The group ran into issues shortly after setting off. One of the students, Dean Sayer, capsized while still close enough to the shore to stand up. Norman Pointer, the group's teacher, also capsized a number of times leading to one of the instructors, Tony Mann, staying behind to assist.

While Tony Mann assisted the group's teacher, Karen Gardner, the second instructor, rafted the pupils together. The group quickly drifted away from the shore due to the northerly, offshore, winds. As the group got further away from the wind shadow of the land, the sea state worsened which caused a number of the kayaks to swamp with water and sink, leaving the occupants in the water.

The St Albans Outdoor Centre handyman was due to meet the kayaking group at Charmouth. At around 12:30 pm, when the pupils did not arrive, he reported them overdue to the centre's manager, Joe Stoddart. Stoddart did not immediately inform HM Coastguard and instead searched the coast in a rescue boat and then from the shore in his car.

At 2:45 pm, a local fisherman found an empty kayak floating about 3 miles (4.8 km) south-west of Lyme Regis. He radioed HM Coastguard Portland who tasked a Land Rover to search the bay from the cliffs. At around 3 pm, when the group were more than three hours overdue, Joe Stoddart informed HM Coastguard of the missing party.

At 4:20 pm HM Coastguard Portland tasked Lyme Regis Lifeboat and a Royal Navy helicopter to search for the group of kayakers. Norman Pointer and Tony Mann were rescued by Lyme Regis Lifeboat at 5:11 pm while the remaining members of the group were rescued by the Royal Navy helicopter between 5:40 pm and 6:40 pm.

Four of the group, Dean Sayer, Claire Langley, Simon Dunne and Rachel Walker, died as a result of the incident. The coroner's verdict was that they had drowned.

==Inquest==
The subsequent investigation resulted in Joe Stoddart and Peter Kite, the owner of the parent company of St Albans Outdoor Centre, being charged with manslaughter.
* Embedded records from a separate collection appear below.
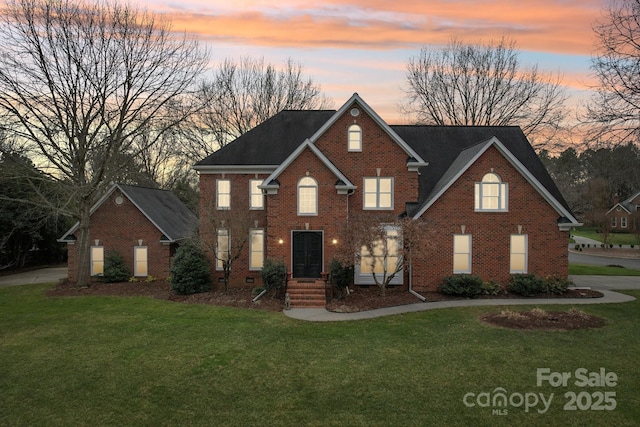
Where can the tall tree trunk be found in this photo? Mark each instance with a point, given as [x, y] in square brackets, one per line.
[84, 245]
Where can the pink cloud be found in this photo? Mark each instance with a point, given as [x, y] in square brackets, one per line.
[546, 25]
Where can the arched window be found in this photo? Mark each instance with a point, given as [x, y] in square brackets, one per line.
[355, 138]
[491, 194]
[307, 196]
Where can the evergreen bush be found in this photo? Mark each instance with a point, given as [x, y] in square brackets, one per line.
[190, 272]
[274, 274]
[341, 276]
[526, 285]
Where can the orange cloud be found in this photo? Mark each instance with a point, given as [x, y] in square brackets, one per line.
[546, 25]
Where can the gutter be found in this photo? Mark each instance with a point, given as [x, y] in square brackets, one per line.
[411, 291]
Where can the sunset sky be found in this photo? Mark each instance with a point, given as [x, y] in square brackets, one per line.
[364, 45]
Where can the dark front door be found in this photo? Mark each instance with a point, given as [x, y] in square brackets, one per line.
[307, 254]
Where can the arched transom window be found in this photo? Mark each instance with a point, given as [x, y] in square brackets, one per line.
[355, 138]
[491, 194]
[307, 196]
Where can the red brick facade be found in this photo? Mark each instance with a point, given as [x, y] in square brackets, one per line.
[490, 231]
[528, 212]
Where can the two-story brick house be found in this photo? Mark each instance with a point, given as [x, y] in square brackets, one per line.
[494, 207]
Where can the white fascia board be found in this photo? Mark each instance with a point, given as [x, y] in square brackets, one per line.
[618, 205]
[453, 179]
[164, 233]
[234, 169]
[520, 167]
[308, 144]
[91, 211]
[535, 183]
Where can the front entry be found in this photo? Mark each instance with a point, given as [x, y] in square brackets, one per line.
[307, 254]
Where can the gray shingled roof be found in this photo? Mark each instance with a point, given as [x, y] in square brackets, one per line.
[271, 142]
[441, 146]
[163, 208]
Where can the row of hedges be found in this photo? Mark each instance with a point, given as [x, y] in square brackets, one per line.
[521, 284]
[190, 271]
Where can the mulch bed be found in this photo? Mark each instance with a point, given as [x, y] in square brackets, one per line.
[544, 320]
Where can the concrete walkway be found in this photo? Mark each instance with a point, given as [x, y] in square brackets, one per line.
[604, 284]
[600, 283]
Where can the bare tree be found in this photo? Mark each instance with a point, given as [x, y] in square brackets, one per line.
[243, 94]
[382, 245]
[82, 81]
[476, 84]
[615, 107]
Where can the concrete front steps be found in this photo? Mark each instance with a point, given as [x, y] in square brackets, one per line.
[307, 293]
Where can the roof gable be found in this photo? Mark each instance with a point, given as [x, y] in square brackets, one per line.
[416, 159]
[468, 156]
[267, 145]
[161, 207]
[270, 183]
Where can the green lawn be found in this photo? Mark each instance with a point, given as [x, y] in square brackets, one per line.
[616, 238]
[595, 270]
[138, 361]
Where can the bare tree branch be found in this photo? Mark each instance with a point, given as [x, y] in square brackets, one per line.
[474, 84]
[83, 82]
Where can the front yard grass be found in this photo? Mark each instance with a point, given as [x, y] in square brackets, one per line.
[138, 361]
[600, 270]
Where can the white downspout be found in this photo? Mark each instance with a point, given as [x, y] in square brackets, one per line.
[411, 291]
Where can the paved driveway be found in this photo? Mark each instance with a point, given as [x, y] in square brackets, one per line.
[42, 275]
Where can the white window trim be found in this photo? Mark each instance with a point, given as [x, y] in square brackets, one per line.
[468, 254]
[93, 271]
[252, 232]
[218, 206]
[136, 273]
[353, 129]
[526, 254]
[315, 187]
[252, 194]
[219, 266]
[503, 194]
[364, 193]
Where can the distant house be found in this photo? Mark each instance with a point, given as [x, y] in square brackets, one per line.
[495, 209]
[623, 216]
[144, 225]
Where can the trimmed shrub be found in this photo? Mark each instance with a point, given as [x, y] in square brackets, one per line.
[526, 285]
[115, 269]
[190, 272]
[341, 276]
[274, 274]
[464, 285]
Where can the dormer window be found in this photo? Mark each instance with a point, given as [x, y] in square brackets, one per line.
[491, 194]
[355, 138]
[307, 196]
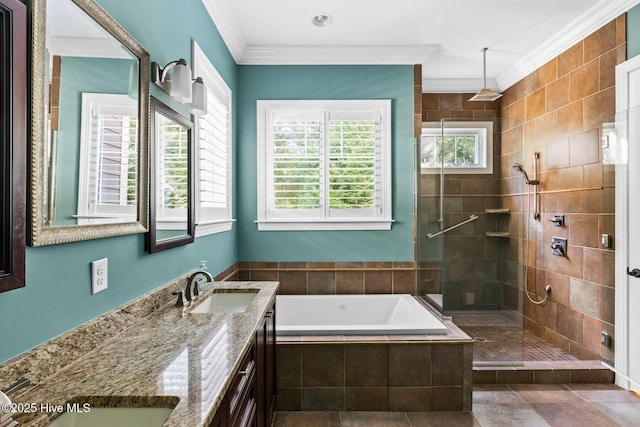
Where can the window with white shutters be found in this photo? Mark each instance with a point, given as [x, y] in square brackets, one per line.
[172, 141]
[108, 159]
[324, 165]
[213, 151]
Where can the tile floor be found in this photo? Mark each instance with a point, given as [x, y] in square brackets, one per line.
[521, 405]
[500, 339]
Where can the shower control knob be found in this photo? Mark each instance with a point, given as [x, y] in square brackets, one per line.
[635, 272]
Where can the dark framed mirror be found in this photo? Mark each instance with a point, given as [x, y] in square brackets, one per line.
[13, 143]
[172, 214]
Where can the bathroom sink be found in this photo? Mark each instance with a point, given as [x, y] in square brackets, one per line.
[108, 417]
[236, 301]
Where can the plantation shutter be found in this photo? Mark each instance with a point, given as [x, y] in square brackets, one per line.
[354, 163]
[112, 172]
[296, 158]
[324, 165]
[172, 169]
[214, 155]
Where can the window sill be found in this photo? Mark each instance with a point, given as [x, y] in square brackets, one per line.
[296, 225]
[213, 227]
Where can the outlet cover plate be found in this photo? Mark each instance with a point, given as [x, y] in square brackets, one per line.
[99, 275]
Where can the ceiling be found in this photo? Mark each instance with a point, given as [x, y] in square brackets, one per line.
[445, 36]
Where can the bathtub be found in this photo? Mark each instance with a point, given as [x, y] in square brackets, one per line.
[398, 314]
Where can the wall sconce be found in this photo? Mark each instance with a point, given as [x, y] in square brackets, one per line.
[181, 86]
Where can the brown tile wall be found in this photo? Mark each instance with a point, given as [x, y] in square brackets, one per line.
[374, 377]
[471, 258]
[316, 278]
[559, 110]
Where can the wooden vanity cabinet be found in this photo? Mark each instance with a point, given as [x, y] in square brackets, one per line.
[250, 399]
[266, 381]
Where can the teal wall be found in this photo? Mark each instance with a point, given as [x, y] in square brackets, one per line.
[79, 75]
[633, 32]
[57, 296]
[327, 82]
In the days after the incident, the two instructors were found to hold the lowest level of qualification offered by the British Canoe Union.

In December 1994, Peter Kite was convicted to three years in prison for manslaughter through gross negligence. This sentence was reduced on appeal to two years, and Kite was released from prison with remission after 14 months. A previous employee of the outdoor centre had sent a letter to Peter Kite in the months prior to the incident warning of issues at the centre and stating "you might find yourselves trying to explain why someone’s son or daughter will not be coming home".
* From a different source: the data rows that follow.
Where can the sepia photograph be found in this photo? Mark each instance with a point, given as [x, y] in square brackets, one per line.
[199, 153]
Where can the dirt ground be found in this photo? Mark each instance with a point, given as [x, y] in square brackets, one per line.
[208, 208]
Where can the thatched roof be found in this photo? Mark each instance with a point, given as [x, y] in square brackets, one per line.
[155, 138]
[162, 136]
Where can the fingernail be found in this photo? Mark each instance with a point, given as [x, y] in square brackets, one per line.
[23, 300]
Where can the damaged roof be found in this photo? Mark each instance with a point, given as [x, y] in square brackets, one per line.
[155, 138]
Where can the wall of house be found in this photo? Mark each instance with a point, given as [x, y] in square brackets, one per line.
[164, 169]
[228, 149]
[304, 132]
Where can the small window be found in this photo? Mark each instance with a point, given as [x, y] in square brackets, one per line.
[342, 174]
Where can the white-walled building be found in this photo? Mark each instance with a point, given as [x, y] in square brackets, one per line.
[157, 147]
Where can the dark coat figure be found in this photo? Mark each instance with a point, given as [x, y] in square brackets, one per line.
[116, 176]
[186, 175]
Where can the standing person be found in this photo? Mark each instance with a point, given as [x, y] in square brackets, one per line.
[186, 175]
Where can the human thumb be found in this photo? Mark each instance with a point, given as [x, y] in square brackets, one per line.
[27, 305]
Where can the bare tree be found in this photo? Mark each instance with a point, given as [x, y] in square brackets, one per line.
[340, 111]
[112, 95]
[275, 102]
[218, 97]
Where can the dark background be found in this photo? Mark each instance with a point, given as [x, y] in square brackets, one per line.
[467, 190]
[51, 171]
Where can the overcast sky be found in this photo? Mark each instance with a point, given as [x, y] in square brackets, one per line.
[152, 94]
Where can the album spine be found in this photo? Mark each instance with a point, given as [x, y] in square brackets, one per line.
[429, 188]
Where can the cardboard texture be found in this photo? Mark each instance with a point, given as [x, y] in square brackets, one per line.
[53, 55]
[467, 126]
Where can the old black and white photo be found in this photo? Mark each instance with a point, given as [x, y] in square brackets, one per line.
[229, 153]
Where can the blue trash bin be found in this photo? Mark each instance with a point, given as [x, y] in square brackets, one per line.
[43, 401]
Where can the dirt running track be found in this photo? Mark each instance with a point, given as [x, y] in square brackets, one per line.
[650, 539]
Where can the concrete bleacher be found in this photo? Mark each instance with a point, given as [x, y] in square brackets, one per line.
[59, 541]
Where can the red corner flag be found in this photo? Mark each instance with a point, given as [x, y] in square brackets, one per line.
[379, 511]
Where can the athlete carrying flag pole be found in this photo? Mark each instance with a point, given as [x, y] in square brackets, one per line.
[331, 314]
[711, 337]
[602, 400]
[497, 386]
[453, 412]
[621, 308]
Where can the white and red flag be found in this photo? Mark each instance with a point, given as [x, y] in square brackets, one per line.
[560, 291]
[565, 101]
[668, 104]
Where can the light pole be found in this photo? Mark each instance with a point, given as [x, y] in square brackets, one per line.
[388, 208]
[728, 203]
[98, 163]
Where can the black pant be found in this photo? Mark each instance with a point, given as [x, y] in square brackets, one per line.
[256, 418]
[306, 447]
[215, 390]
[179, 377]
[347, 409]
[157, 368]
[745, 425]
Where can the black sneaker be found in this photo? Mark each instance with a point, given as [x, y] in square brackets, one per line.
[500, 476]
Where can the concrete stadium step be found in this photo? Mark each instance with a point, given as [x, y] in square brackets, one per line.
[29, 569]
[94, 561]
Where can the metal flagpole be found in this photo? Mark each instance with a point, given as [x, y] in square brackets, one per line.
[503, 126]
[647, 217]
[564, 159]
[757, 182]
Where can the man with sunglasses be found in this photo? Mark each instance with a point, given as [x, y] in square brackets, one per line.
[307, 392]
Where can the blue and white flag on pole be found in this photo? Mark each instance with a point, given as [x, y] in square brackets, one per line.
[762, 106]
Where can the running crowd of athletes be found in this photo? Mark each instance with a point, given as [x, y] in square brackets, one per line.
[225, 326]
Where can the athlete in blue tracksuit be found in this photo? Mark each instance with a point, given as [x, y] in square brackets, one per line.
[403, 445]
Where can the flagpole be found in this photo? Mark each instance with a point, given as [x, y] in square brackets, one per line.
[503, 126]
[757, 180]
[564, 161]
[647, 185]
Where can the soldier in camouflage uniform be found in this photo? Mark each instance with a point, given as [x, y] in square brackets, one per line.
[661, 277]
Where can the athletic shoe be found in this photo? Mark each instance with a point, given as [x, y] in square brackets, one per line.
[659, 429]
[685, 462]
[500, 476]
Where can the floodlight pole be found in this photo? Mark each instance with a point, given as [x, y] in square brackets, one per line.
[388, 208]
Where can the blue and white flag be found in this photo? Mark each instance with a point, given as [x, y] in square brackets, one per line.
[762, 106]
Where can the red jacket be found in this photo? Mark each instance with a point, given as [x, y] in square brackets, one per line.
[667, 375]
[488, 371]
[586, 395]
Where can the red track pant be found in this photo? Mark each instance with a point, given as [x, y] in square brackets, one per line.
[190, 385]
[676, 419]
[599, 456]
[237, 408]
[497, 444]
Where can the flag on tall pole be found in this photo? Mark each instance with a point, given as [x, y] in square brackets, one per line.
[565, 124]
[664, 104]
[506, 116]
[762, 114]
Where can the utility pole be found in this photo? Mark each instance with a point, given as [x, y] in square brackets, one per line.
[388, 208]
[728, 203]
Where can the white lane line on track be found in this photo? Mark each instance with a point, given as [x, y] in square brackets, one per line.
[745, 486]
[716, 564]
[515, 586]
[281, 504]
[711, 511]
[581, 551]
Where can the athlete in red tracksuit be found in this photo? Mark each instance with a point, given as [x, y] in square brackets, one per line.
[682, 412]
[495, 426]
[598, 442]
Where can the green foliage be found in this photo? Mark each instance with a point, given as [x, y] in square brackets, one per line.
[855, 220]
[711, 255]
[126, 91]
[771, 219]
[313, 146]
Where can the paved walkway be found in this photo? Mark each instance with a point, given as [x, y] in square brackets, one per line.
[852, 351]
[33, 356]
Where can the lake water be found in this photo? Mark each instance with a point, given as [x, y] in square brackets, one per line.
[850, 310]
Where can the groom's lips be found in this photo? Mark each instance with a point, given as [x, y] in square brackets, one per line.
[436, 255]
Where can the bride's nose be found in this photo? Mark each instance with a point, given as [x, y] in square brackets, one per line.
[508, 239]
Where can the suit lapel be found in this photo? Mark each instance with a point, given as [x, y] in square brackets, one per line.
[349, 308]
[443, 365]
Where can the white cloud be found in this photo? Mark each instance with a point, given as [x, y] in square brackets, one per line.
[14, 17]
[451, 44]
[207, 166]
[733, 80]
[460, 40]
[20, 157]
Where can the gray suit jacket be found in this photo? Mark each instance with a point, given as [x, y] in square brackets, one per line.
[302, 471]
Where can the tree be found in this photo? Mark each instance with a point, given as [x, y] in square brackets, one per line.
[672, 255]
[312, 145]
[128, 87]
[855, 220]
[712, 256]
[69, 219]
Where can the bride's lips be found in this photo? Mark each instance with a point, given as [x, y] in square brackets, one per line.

OLL Ltd, formerly Active Learning and Leisure Ltd, was found guilty of corporate manslaughter and subsequently fined £60,000. The conviction of OLL Ltd was the first example of a successful corporate manslaughter prosecution in the United Kingdom.
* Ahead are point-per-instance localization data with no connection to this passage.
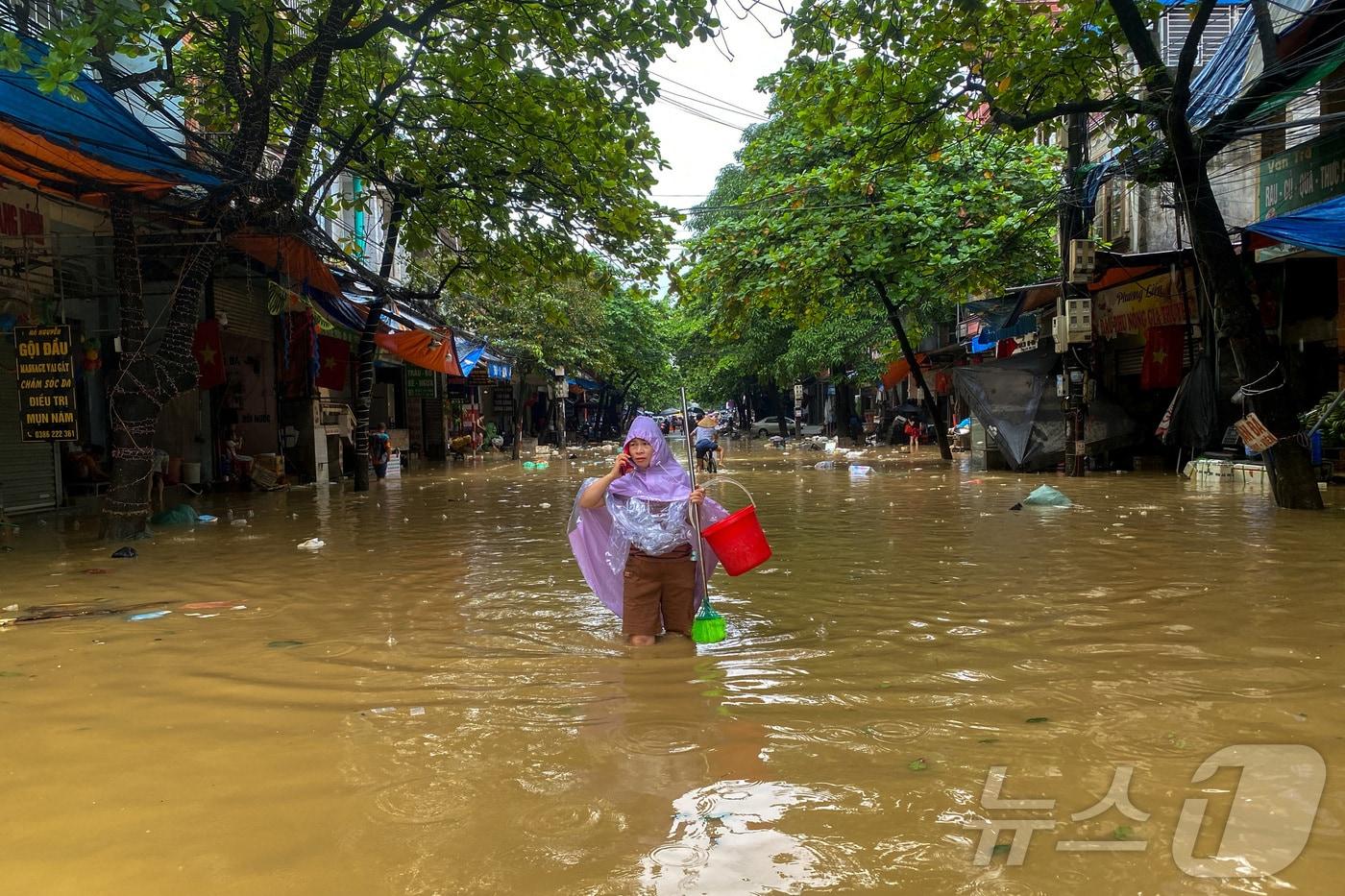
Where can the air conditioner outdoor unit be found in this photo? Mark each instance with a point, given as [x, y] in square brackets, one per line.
[1083, 260]
[1075, 325]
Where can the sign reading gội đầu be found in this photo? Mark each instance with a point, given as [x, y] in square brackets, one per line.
[46, 383]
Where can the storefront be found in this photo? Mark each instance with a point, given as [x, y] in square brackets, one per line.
[30, 470]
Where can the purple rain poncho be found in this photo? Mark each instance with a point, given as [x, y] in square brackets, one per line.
[645, 507]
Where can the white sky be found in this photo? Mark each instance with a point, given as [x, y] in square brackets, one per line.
[716, 80]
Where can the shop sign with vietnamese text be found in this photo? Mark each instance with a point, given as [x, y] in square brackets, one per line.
[1305, 175]
[1255, 435]
[46, 383]
[420, 382]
At trial, the jury failed to reach a verdict on Joe Stoddart and the prosecution decided against a retrial. As such, he was found not guilty of manslaughter at the direction of the judge.

==Aftermath==
St Albans Outdoor Centre continued to operate in the months after the disaster. All water-based activities ended shortly afterwards when West Dorset District Council refused to renew the centre's licence to launch boats at Lyme Regis until the inquest was held. The centre ceased operations on 11 June 1993, with management citing a string of cancelled school bookings and insurance issues as the main causes for its closure.

The centre's lease was then acquired by PGL Young Adventure Ltd, who intended to reopen it in 1994. However, after six months' notice, the company surrendered the lease in April 1994, owing to "uncertainties over legal action connected with the tragedy". The owners, Joseph Allnatt Centres, sold the site in 1998 and it was run as the Woodberry Down Activity and Field Studies Centre into the 2010s.

The entire site was demolished in 2016 to make way for housing.

==Legacy==
This incident accelerated governmental discussions to end self-regulation of outdoor education centres. The Activity Centres (Young Persons’ Safety) Act 1995, introduced by Labour MP David Jamieson, was passed through Parliament in January 1995. The bill mandated an independent licensing authority, the Adventure Activities Licensing Authority (AALA) be formed under the guidance of the Health and Safety Executive.